Parece que fue ayer cuando estaba celebrando su comienzo -aún siendo amargo- y pidéndole a la vida que me sonriera mucho. Nunca defrauda. Aprieta pero no ahorca. Además, a nuestro favor juega que los seres humanos somos infinitamente resilientes. Mi tía abuela un día me dijo que “los cambios no hay que entenderlos sino aceptarlos y abrazarlos” y me lo grabé a fuego. Aprendí que no puedo cargar con las cruces de todas las personas a las que quiero. Que no puedo pretender tener toda la información de lo que me importa. Que las cartas al Cielo también llegan. Aprendí que ser escéptico es estar falto de una parte importante del universo. Que las personas que se mueren nunca se van, son una energía que está siempre caminando a nuestro lado. Los amores que matan, nunca mueren. Que no está mal cuando de vez en cuando la vida te revuelca y te refuerza. Maduras, creces, te haces más fuerte.
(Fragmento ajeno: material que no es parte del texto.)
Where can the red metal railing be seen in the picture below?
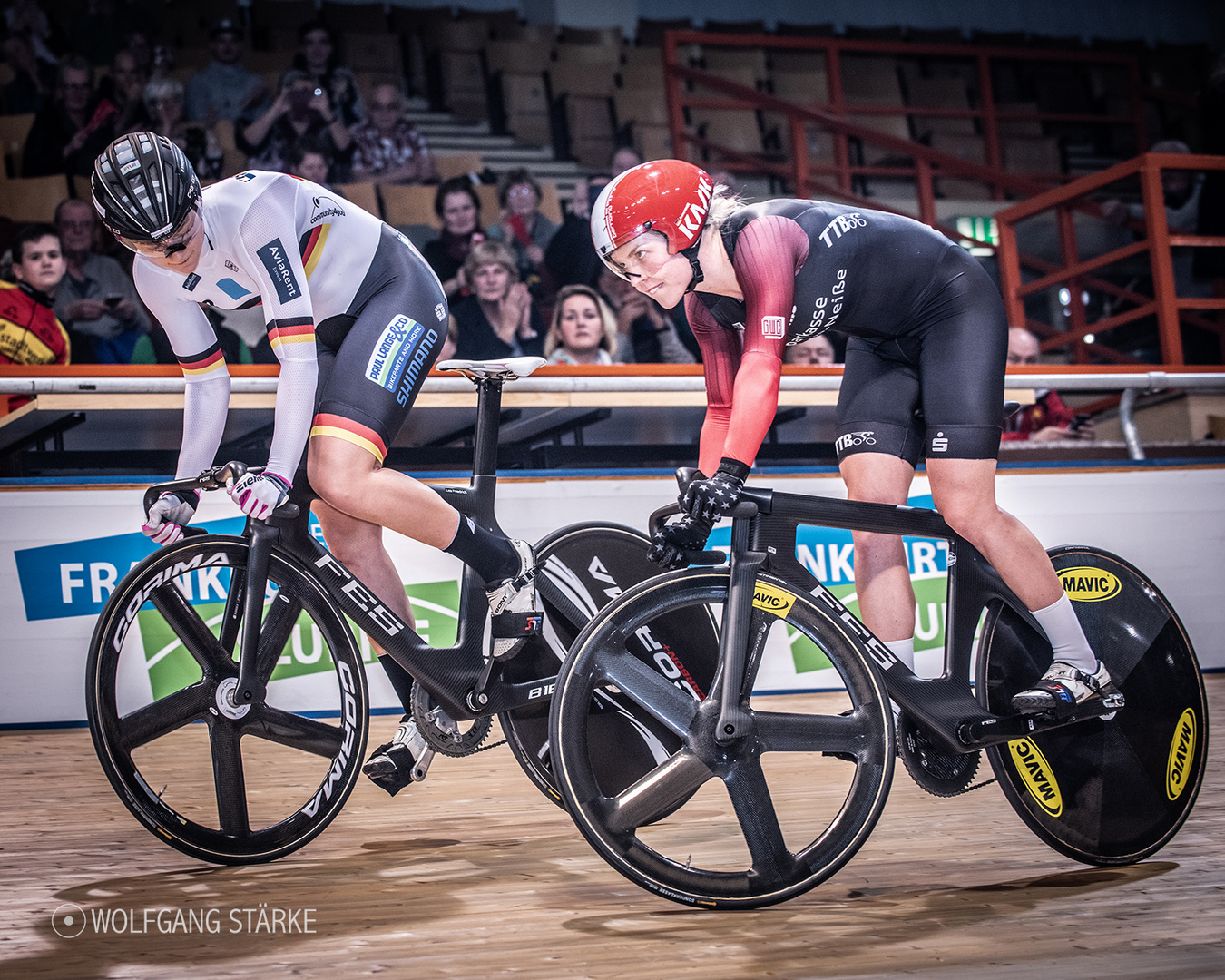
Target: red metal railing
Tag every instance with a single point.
(832, 115)
(1171, 311)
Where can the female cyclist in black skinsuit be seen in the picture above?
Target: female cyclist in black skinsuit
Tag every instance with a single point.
(926, 332)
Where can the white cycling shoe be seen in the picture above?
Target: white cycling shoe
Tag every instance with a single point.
(517, 612)
(1063, 689)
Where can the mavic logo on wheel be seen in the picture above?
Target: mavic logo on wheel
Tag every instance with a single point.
(1181, 750)
(773, 599)
(1036, 774)
(1089, 584)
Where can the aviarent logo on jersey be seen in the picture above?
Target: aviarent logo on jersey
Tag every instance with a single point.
(276, 260)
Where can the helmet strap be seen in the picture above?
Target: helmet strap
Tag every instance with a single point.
(691, 254)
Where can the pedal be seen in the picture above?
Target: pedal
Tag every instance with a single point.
(511, 632)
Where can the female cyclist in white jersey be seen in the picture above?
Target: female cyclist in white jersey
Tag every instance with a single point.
(356, 318)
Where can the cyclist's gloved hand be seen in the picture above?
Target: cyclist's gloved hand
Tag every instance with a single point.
(710, 499)
(671, 542)
(168, 514)
(259, 494)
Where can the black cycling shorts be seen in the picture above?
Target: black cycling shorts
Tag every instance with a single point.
(374, 359)
(937, 389)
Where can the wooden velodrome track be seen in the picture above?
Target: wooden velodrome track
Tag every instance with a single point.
(473, 875)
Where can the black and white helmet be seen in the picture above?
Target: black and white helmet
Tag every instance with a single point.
(143, 186)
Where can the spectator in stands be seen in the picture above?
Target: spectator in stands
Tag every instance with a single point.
(224, 90)
(95, 299)
(318, 58)
(571, 258)
(623, 158)
(309, 160)
(163, 98)
(74, 129)
(583, 329)
(125, 88)
(30, 333)
(1047, 419)
(300, 111)
(646, 335)
(816, 352)
(1210, 263)
(458, 209)
(387, 147)
(34, 80)
(499, 320)
(522, 227)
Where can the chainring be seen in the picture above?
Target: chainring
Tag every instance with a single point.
(938, 773)
(443, 732)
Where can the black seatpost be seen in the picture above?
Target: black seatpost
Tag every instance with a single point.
(489, 409)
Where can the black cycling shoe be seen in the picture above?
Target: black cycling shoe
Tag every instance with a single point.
(405, 760)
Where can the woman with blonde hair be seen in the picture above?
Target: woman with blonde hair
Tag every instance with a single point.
(499, 318)
(583, 328)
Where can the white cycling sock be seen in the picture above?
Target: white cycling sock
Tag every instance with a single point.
(904, 650)
(1067, 639)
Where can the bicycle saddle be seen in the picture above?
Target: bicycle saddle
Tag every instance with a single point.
(504, 369)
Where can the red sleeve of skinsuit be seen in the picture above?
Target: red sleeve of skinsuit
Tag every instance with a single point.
(769, 251)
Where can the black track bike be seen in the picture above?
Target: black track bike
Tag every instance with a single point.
(222, 663)
(762, 805)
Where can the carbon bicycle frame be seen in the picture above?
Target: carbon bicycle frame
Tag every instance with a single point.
(945, 706)
(447, 672)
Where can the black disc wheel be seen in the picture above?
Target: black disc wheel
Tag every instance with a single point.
(224, 783)
(1105, 791)
(582, 569)
(740, 825)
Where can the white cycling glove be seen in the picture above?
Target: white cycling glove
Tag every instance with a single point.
(259, 494)
(169, 514)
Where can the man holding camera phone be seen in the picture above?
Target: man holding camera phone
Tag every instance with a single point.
(95, 300)
(300, 112)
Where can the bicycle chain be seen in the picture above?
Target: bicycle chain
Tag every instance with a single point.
(448, 741)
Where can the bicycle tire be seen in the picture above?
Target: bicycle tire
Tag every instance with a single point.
(592, 564)
(1104, 791)
(133, 700)
(828, 808)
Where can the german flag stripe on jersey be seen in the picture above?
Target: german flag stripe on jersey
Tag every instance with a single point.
(311, 247)
(350, 431)
(299, 329)
(205, 363)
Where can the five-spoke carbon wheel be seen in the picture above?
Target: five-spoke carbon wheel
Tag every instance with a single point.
(1105, 791)
(753, 821)
(226, 783)
(581, 569)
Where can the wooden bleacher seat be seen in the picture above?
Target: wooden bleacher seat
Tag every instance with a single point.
(32, 199)
(455, 164)
(518, 56)
(371, 53)
(525, 102)
(363, 195)
(410, 203)
(576, 79)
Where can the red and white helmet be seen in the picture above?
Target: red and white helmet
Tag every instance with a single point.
(668, 196)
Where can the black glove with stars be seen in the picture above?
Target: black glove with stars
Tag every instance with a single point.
(710, 499)
(672, 543)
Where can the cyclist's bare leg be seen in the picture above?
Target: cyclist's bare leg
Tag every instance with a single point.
(359, 546)
(354, 483)
(882, 581)
(963, 492)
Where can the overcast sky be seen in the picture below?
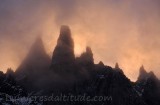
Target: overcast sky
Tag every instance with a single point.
(123, 31)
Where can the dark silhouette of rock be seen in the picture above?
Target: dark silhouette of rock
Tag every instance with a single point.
(63, 54)
(142, 73)
(117, 66)
(78, 76)
(148, 87)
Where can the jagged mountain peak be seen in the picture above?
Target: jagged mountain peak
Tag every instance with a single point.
(64, 50)
(117, 66)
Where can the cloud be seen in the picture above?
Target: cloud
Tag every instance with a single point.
(124, 31)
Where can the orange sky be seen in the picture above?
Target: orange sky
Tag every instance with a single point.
(124, 31)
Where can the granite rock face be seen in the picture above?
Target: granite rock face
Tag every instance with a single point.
(63, 53)
(67, 74)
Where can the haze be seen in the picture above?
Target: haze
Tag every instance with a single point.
(123, 31)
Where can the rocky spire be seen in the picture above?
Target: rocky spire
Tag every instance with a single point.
(117, 66)
(142, 73)
(63, 53)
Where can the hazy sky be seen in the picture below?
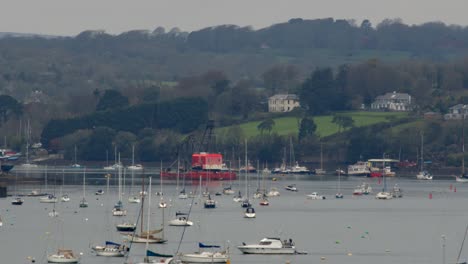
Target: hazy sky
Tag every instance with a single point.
(69, 17)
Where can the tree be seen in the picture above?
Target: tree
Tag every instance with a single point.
(307, 128)
(343, 121)
(266, 124)
(111, 99)
(9, 107)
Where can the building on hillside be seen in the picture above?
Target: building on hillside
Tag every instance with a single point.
(283, 102)
(393, 102)
(457, 112)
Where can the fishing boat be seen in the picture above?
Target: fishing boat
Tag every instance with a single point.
(118, 209)
(134, 166)
(269, 246)
(203, 256)
(384, 194)
(463, 177)
(339, 194)
(423, 174)
(204, 165)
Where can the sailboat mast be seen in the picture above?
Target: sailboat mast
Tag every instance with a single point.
(84, 182)
(422, 151)
(246, 169)
(149, 215)
(321, 155)
(142, 203)
(463, 146)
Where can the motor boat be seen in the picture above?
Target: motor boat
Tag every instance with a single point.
(228, 190)
(269, 246)
(63, 256)
(65, 198)
(397, 191)
(162, 204)
(273, 192)
(204, 257)
(424, 175)
(83, 203)
(134, 199)
(17, 201)
(237, 198)
(384, 195)
(315, 196)
(181, 220)
(48, 199)
(250, 213)
(110, 249)
(126, 227)
(291, 188)
(209, 203)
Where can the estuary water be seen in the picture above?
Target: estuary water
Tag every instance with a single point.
(356, 229)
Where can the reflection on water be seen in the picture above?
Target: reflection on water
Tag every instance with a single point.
(350, 230)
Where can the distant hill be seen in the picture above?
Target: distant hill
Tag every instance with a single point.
(25, 35)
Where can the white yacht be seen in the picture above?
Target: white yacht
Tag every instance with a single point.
(269, 246)
(291, 188)
(48, 199)
(63, 256)
(250, 213)
(315, 196)
(204, 257)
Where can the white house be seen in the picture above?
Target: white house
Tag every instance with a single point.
(457, 112)
(283, 102)
(393, 102)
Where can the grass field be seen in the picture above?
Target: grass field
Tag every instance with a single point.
(325, 127)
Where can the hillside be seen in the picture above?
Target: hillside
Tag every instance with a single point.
(325, 126)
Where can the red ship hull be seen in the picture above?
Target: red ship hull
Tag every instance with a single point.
(205, 175)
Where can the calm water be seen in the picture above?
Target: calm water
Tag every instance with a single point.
(351, 230)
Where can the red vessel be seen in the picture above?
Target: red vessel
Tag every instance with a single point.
(208, 166)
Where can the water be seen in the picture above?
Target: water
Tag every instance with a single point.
(351, 230)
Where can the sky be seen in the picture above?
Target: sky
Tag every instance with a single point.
(70, 17)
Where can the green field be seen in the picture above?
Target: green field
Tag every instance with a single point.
(325, 127)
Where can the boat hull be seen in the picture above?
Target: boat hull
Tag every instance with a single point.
(204, 258)
(205, 175)
(261, 250)
(61, 259)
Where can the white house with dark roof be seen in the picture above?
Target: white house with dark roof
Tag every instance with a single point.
(283, 102)
(393, 102)
(457, 112)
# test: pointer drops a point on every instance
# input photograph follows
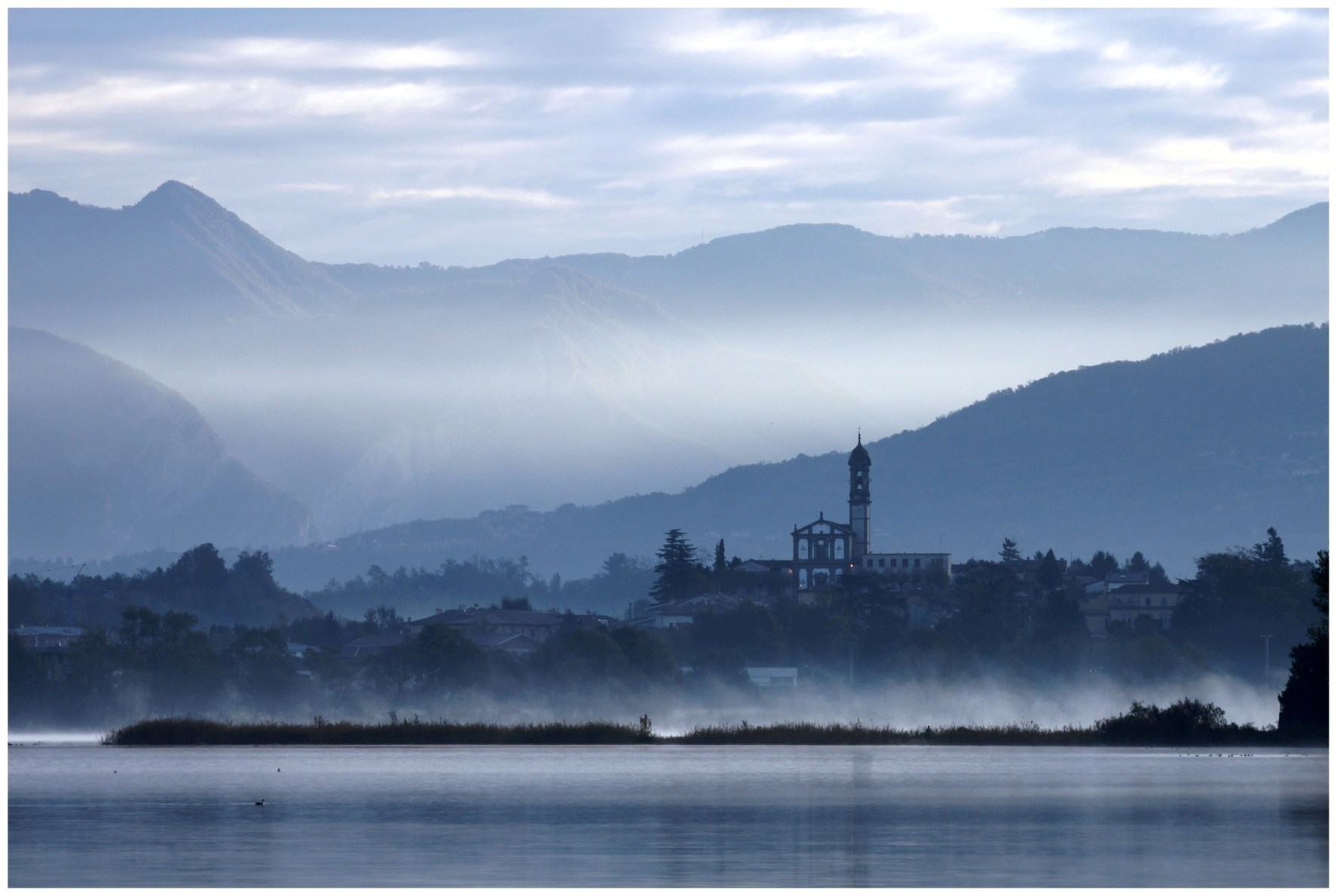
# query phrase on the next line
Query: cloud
(70, 142)
(1188, 77)
(286, 53)
(1229, 169)
(632, 131)
(538, 198)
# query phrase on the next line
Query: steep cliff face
(105, 460)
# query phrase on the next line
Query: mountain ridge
(105, 459)
(1213, 483)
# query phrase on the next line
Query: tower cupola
(860, 498)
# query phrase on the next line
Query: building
(827, 550)
(532, 623)
(1145, 599)
(1124, 597)
(773, 676)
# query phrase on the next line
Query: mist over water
(907, 705)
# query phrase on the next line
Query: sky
(466, 136)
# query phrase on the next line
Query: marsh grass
(1185, 723)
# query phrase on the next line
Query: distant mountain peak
(174, 194)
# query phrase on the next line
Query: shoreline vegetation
(1185, 723)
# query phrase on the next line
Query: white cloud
(285, 53)
(314, 188)
(1230, 169)
(1271, 19)
(70, 142)
(538, 198)
(1186, 77)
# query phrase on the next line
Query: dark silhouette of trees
(677, 569)
(1102, 564)
(1304, 702)
(1237, 598)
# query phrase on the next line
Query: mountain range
(105, 460)
(1179, 455)
(378, 395)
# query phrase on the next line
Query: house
(532, 623)
(371, 645)
(48, 638)
(514, 645)
(684, 613)
(827, 550)
(773, 676)
(1146, 599)
(1124, 597)
(53, 647)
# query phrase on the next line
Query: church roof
(858, 457)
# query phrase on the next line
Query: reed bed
(1141, 726)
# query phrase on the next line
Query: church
(827, 550)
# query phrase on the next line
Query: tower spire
(860, 498)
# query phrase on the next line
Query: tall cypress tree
(1304, 702)
(677, 569)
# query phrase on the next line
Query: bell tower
(858, 499)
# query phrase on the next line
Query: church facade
(827, 550)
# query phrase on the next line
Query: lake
(666, 816)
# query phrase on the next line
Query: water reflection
(663, 816)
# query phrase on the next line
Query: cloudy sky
(466, 136)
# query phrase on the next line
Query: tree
(677, 569)
(1050, 575)
(1304, 702)
(1271, 552)
(1237, 598)
(1103, 564)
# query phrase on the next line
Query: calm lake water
(666, 816)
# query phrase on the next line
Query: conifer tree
(677, 569)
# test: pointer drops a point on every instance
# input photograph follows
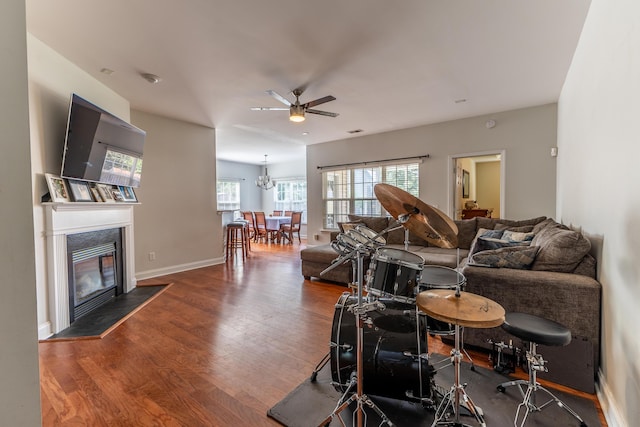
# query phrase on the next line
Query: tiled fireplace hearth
(64, 219)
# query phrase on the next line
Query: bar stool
(536, 330)
(237, 237)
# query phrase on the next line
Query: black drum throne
(536, 330)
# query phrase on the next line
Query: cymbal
(424, 220)
(472, 310)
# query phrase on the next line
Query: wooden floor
(218, 348)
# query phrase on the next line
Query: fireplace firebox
(95, 269)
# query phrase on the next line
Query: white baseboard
(44, 330)
(609, 407)
(149, 274)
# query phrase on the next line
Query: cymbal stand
(359, 310)
(457, 396)
(473, 366)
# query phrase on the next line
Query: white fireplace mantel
(63, 219)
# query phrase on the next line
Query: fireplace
(94, 263)
(110, 258)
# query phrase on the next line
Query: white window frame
(290, 194)
(228, 197)
(350, 190)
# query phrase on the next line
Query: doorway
(478, 185)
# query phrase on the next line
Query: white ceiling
(390, 64)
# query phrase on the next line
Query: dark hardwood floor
(218, 348)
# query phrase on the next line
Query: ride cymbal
(467, 309)
(424, 220)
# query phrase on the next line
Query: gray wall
(526, 135)
(598, 176)
(19, 376)
(177, 218)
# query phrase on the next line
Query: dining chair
(293, 227)
(261, 227)
(248, 216)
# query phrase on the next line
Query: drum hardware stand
(359, 310)
(502, 362)
(457, 392)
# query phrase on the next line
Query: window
(350, 190)
(228, 194)
(291, 195)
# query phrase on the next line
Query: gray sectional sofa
(548, 273)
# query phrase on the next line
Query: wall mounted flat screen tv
(100, 147)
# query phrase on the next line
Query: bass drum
(390, 350)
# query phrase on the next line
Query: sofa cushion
(517, 257)
(489, 244)
(376, 223)
(561, 249)
(491, 223)
(517, 236)
(346, 226)
(484, 232)
(519, 229)
(466, 232)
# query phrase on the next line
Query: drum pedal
(504, 362)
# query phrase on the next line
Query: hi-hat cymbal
(427, 222)
(467, 309)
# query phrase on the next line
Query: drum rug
(310, 403)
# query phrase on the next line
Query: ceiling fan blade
(319, 101)
(279, 97)
(322, 113)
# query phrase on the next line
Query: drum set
(379, 343)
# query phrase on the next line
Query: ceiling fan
(297, 110)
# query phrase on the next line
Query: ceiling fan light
(296, 113)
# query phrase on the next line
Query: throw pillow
(484, 232)
(561, 250)
(516, 236)
(516, 257)
(488, 244)
(520, 229)
(376, 223)
(346, 226)
(466, 232)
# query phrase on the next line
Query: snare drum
(440, 277)
(367, 237)
(394, 273)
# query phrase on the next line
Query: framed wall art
(128, 195)
(465, 184)
(80, 191)
(57, 188)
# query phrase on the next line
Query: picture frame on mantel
(128, 195)
(80, 191)
(57, 188)
(106, 192)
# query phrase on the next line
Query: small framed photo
(106, 193)
(57, 188)
(128, 195)
(80, 191)
(117, 194)
(95, 193)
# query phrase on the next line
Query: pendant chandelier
(264, 181)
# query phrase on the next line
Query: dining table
(273, 224)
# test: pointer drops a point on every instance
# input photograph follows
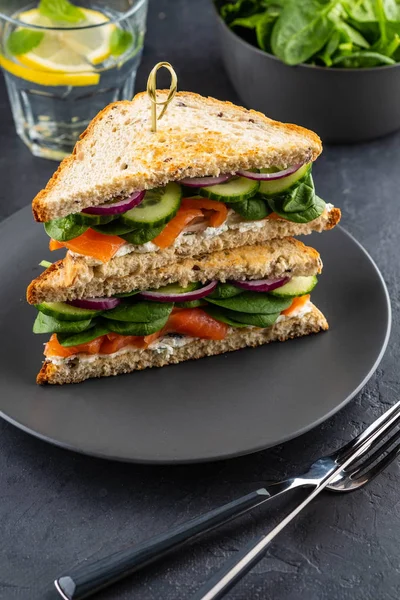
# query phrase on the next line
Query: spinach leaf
(46, 324)
(67, 340)
(219, 314)
(225, 290)
(302, 29)
(363, 59)
(254, 303)
(142, 236)
(350, 34)
(252, 209)
(264, 28)
(137, 328)
(340, 33)
(305, 216)
(330, 48)
(301, 198)
(64, 229)
(255, 320)
(139, 312)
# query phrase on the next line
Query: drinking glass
(61, 73)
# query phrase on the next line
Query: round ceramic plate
(201, 410)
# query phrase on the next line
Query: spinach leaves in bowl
(333, 33)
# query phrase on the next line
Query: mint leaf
(61, 10)
(120, 41)
(22, 41)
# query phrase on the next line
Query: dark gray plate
(208, 409)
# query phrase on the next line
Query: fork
(246, 558)
(87, 579)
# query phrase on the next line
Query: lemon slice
(69, 51)
(49, 78)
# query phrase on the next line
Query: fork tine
(343, 453)
(371, 458)
(378, 467)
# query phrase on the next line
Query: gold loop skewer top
(152, 92)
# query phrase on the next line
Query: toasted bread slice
(197, 136)
(72, 278)
(75, 370)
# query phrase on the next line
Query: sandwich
(179, 242)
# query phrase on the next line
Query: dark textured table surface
(58, 508)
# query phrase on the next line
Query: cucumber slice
(66, 339)
(65, 312)
(64, 229)
(139, 312)
(297, 286)
(157, 207)
(142, 235)
(137, 328)
(235, 190)
(90, 220)
(276, 187)
(261, 321)
(46, 324)
(255, 303)
(114, 228)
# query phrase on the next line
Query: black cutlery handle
(88, 579)
(230, 573)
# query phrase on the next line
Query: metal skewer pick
(152, 92)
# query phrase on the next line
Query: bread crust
(198, 136)
(72, 278)
(76, 371)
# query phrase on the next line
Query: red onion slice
(95, 303)
(194, 295)
(270, 176)
(116, 208)
(261, 285)
(204, 181)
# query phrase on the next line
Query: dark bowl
(341, 105)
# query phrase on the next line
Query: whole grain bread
(72, 278)
(198, 136)
(74, 370)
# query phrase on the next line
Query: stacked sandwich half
(179, 242)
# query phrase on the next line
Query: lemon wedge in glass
(64, 56)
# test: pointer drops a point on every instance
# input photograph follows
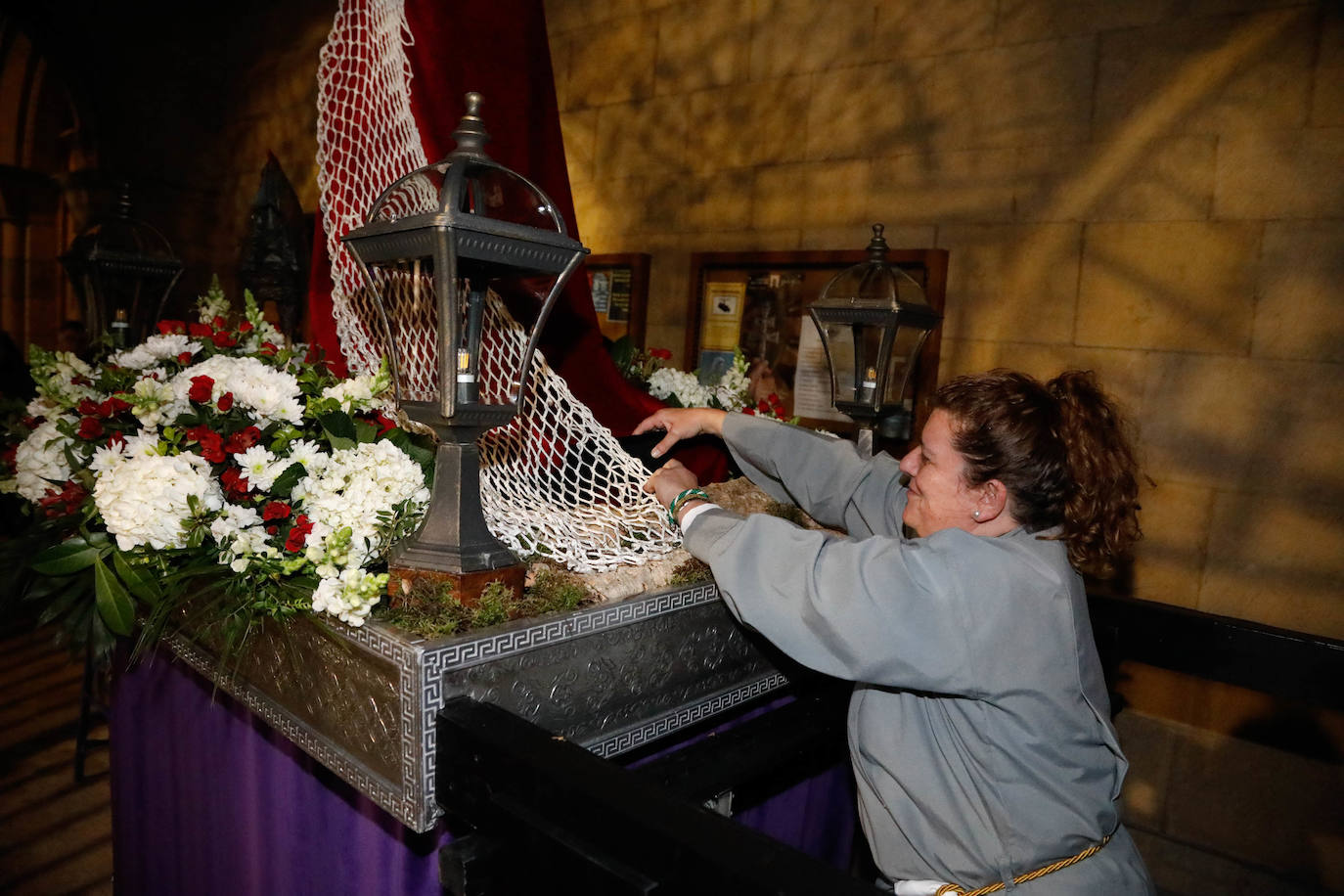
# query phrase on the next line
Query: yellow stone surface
(1010, 283)
(956, 186)
(1021, 96)
(1281, 173)
(1200, 75)
(751, 124)
(1168, 177)
(700, 45)
(1300, 310)
(1186, 287)
(644, 137)
(870, 111)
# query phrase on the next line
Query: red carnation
(294, 543)
(113, 406)
(243, 439)
(90, 427)
(202, 387)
Descubrí que mi sensación favorita es cuando por tu propia voluntad mueves la arena que estaba aparentemente en calma, creas un huracán interno con tormenta de arena, lo sacas fuera de ti y dejas la arena plenamente en calma. El mundo es más brillante cuando tienes paz interior. Aprendí que en la vida hay que tener tiempo de parar, agradecer, pensar y querer. Tiempo para ver el amanecer, el atardecer, fijarse en los pájaros, los perros, los árboles y las personas que pasan por tu lado, para mirar el cielo (sobre todo si hay estelas de aviones o estrellas), para respirar y notar el aire cómo llega a cada una de las partes del cuerpo. Para disfrutar de la música a todo volumen y para hacer que las canciones apaguen los pensamientos momentáneamente. Las cosas buenas pasan en un abrir y cerrar de ojos, pero bendito el inventor de la cámara porque: los momentos nunca mueren si hay algo que te los recuerde… y yo los intento congelar todos para re-vivirlos cuantas veces quiera. Los abuelos, los hermanos y los padres son un tesoro digno de cuidar y disfrutar porque el paso del tiempo no sólo hace que los árboles dejen caer sus hojas. Los amigos son un regalo de la vida.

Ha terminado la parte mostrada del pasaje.